Sites like ebay and amazon.com are playing off of our desire for speed and our tendency towards impulse. With ads tailored and adjusted towards you they can effectively lure you in by showing you a low price that someone else might not get because of different surfing habits. Of course it does make me uncomfortable to know that these companies know about how much I would pay for a shirt or a new book (which for me is not much).

Imagine this in real life (Tyson). An employee at Best Buy following you around in their blue shirt seeing exactly what you look at, buy and don’t buy based on the price. They would see you go to their competitors and see what you buy for what price and either make their prices lower or higher. That kind of creeps me out. With as much business as online stores such as these get I am surprised that this has not been addressed earlier.
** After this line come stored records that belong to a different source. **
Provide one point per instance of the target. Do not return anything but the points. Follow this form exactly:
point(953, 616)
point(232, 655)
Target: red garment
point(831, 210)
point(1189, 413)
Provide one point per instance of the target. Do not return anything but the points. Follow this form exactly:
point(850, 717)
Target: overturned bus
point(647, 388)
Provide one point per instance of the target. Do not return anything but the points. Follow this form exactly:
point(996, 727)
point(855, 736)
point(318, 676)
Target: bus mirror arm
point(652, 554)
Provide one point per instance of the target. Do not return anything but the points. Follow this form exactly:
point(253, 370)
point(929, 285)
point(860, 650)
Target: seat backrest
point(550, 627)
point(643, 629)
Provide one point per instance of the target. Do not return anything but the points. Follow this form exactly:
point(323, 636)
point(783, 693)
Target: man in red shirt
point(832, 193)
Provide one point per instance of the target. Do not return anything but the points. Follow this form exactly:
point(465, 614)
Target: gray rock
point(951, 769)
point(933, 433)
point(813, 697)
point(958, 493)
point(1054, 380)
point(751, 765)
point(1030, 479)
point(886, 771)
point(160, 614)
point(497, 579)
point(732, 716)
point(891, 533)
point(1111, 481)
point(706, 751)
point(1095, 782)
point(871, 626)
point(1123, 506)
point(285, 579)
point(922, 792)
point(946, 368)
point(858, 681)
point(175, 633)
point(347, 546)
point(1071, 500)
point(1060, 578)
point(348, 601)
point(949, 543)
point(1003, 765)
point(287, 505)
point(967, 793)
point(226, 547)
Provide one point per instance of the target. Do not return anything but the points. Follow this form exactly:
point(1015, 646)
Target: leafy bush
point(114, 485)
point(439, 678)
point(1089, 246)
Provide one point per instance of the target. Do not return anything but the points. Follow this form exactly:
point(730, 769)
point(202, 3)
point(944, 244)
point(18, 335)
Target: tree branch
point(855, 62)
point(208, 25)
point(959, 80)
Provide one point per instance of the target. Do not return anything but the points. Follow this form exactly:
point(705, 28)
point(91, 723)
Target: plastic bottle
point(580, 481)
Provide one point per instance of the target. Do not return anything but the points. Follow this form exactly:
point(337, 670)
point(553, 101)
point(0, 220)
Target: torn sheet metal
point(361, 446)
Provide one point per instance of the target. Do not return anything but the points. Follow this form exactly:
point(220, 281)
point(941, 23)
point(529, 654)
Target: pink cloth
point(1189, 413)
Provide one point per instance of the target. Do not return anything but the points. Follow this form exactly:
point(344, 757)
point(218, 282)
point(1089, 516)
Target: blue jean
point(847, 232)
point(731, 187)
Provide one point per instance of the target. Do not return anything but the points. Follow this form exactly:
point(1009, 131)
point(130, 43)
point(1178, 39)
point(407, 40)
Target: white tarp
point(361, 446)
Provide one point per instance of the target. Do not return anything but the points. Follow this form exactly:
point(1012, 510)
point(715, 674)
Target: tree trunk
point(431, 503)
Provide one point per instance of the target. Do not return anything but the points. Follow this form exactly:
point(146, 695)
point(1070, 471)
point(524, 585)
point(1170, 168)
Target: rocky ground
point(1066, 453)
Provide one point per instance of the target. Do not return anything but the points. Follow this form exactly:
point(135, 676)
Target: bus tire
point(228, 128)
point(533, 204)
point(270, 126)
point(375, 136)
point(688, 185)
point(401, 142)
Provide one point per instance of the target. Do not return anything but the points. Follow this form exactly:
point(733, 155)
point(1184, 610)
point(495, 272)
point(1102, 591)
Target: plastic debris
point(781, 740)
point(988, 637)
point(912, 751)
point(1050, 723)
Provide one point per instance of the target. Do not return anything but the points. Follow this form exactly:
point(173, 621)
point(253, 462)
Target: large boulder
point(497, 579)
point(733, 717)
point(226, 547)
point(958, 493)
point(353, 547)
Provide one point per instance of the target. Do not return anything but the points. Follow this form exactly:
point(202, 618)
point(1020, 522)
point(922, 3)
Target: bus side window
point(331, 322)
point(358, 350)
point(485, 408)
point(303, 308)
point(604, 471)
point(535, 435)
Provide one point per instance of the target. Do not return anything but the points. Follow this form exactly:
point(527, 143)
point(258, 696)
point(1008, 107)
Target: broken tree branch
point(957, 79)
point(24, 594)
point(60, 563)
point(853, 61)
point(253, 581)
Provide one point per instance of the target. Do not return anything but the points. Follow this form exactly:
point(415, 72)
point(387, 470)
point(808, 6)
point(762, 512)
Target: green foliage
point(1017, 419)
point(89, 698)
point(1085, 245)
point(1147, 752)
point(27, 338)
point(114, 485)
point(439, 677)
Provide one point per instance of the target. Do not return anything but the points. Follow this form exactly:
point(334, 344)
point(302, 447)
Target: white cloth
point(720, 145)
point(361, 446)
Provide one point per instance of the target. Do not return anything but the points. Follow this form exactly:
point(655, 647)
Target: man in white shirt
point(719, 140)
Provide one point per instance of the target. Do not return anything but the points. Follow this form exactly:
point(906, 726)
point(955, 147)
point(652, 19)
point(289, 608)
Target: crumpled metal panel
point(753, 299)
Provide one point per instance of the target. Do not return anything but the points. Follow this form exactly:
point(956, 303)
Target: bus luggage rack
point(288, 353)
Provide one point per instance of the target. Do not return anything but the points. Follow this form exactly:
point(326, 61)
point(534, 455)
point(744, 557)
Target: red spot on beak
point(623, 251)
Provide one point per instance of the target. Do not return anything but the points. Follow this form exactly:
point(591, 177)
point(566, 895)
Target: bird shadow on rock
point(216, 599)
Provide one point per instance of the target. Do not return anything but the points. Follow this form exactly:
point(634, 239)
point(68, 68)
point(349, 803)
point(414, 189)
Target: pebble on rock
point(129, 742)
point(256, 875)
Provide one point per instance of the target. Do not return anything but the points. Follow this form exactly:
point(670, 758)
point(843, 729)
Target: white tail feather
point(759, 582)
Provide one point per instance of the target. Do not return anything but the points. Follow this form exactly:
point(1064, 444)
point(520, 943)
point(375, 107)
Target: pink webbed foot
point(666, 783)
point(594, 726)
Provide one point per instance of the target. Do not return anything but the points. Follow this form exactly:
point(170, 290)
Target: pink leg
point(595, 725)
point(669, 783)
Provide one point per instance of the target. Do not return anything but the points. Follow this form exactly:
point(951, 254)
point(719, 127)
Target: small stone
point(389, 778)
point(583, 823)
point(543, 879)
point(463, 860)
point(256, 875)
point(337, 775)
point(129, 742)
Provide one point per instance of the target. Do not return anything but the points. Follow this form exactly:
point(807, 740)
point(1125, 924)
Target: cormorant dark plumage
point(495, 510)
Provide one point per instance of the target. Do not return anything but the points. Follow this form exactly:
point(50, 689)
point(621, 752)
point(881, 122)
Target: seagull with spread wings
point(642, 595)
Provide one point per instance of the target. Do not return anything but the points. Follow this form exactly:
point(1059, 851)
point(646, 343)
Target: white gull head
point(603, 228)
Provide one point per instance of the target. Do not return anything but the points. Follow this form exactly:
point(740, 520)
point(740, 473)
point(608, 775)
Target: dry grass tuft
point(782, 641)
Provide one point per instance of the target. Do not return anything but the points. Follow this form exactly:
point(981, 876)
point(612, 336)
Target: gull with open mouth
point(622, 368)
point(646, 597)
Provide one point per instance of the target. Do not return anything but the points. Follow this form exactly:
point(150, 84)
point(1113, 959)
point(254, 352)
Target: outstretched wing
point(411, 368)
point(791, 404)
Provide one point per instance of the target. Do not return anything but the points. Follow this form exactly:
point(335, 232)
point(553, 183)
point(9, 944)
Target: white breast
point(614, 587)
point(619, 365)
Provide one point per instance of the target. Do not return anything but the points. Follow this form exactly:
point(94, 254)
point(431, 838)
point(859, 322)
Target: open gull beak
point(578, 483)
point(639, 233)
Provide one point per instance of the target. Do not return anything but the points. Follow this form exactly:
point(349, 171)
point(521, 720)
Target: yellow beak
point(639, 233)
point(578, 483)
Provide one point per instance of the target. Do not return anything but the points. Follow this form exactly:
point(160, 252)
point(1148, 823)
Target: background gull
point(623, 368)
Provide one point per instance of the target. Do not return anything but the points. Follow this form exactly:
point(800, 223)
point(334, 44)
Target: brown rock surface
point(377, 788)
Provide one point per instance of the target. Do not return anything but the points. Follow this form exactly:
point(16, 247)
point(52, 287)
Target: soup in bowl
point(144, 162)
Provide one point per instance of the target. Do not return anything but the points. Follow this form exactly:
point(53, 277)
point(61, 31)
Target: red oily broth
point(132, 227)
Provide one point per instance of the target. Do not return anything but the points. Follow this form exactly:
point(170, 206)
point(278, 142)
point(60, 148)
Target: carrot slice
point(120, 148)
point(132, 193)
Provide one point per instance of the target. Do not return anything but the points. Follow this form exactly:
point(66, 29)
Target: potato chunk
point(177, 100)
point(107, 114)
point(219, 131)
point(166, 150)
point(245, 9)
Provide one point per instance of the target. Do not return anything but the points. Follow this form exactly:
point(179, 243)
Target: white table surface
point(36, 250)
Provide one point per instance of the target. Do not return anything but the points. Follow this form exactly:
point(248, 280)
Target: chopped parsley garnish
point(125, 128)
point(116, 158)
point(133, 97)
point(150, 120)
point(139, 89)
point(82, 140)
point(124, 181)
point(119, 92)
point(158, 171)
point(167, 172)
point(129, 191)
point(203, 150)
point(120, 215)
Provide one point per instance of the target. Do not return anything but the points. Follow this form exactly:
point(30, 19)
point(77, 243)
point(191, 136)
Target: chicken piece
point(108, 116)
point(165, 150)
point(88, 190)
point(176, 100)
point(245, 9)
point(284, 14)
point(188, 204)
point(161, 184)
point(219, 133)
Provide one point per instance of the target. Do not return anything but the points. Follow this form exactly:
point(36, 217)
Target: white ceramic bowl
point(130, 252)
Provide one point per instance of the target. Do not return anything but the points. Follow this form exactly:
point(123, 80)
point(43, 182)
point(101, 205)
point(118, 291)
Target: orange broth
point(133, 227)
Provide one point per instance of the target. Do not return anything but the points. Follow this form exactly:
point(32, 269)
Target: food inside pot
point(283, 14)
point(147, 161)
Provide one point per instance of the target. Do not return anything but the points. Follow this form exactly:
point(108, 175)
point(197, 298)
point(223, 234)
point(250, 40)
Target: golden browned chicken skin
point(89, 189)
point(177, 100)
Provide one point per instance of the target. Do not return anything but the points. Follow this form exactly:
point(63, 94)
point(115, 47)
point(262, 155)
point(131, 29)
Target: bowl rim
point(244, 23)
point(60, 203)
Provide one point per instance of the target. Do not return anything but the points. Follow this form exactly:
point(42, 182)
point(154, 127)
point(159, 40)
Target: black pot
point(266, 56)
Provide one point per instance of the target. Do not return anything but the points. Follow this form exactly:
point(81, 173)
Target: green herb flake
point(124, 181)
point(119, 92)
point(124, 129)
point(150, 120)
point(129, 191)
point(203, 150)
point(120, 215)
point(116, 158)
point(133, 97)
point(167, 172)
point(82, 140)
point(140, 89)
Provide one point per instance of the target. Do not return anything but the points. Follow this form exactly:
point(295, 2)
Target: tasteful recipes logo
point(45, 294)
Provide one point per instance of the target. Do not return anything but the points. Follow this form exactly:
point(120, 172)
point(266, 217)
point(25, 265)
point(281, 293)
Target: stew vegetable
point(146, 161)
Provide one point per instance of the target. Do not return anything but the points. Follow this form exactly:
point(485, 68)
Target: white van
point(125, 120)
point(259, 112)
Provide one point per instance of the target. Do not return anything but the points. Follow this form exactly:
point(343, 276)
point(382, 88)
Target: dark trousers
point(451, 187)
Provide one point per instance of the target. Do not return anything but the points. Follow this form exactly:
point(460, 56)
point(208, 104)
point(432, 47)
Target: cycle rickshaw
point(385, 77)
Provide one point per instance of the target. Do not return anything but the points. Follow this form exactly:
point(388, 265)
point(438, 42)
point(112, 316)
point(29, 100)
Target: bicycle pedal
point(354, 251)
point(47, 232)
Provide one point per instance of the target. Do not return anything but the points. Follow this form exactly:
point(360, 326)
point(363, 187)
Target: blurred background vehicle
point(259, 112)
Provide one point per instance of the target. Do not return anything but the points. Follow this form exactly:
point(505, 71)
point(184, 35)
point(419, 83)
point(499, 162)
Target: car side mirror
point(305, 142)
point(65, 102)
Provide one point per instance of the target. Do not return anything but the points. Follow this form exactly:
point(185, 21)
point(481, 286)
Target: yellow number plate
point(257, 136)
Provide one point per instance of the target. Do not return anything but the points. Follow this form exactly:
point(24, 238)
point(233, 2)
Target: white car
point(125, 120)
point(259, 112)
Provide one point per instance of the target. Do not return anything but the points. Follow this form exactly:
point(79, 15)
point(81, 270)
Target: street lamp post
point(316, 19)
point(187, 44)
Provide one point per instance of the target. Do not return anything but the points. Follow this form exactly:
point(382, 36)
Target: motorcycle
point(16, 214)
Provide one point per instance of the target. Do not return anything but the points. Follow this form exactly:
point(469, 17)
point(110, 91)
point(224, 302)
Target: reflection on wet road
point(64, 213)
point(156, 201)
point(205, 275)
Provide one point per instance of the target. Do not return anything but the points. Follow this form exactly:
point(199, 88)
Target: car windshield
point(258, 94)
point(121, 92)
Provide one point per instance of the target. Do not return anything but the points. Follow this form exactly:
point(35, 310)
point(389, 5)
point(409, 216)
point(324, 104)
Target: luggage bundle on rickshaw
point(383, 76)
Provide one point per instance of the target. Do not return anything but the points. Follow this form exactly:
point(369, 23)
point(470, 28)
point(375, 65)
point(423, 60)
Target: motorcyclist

It is a shady business practice that should be eliminated.

I personally don’t believe that data mining is an “essential business process”. I really don’t want an internet site to know exactly what I am looking at all the time. Sure it helps with their advertising but I never click on ads that come up anyways for fear of annoying pop ups and spyware.

It says in the Washington Post article that “Advertising.com Inc. and Claria Corp. -- which match ads to Web-surfing histories rather than to search queries…..registered last month to hold initial public offerings.” I find this incredibly wrong. Someone is really making money off of knowing exactly what I look at instead of what I simply search for? In my opinion this is extremely wrong. I care a lot less if someone tries to sell me a CD because I searched a certain band than someone who bases their advertising directly off what I look at online. But at the same time, If I look up a picture of Lindsay Lohan then I don’t necessarily want to buy her stupid CD.

Oh and the creator of my favorite website, TV-Links, was arrested and his site was taken down. Sad Day.

http://www.daily.colex.org/site-owner-tv-links-illegally-arrested-on-whim-of-media-tycoons/

http://www.dailytech.com/Largest+TV+Piracy+Site+Shut+Down+Staff+Arrested/article9338.htm

But thirty more similar sites appear.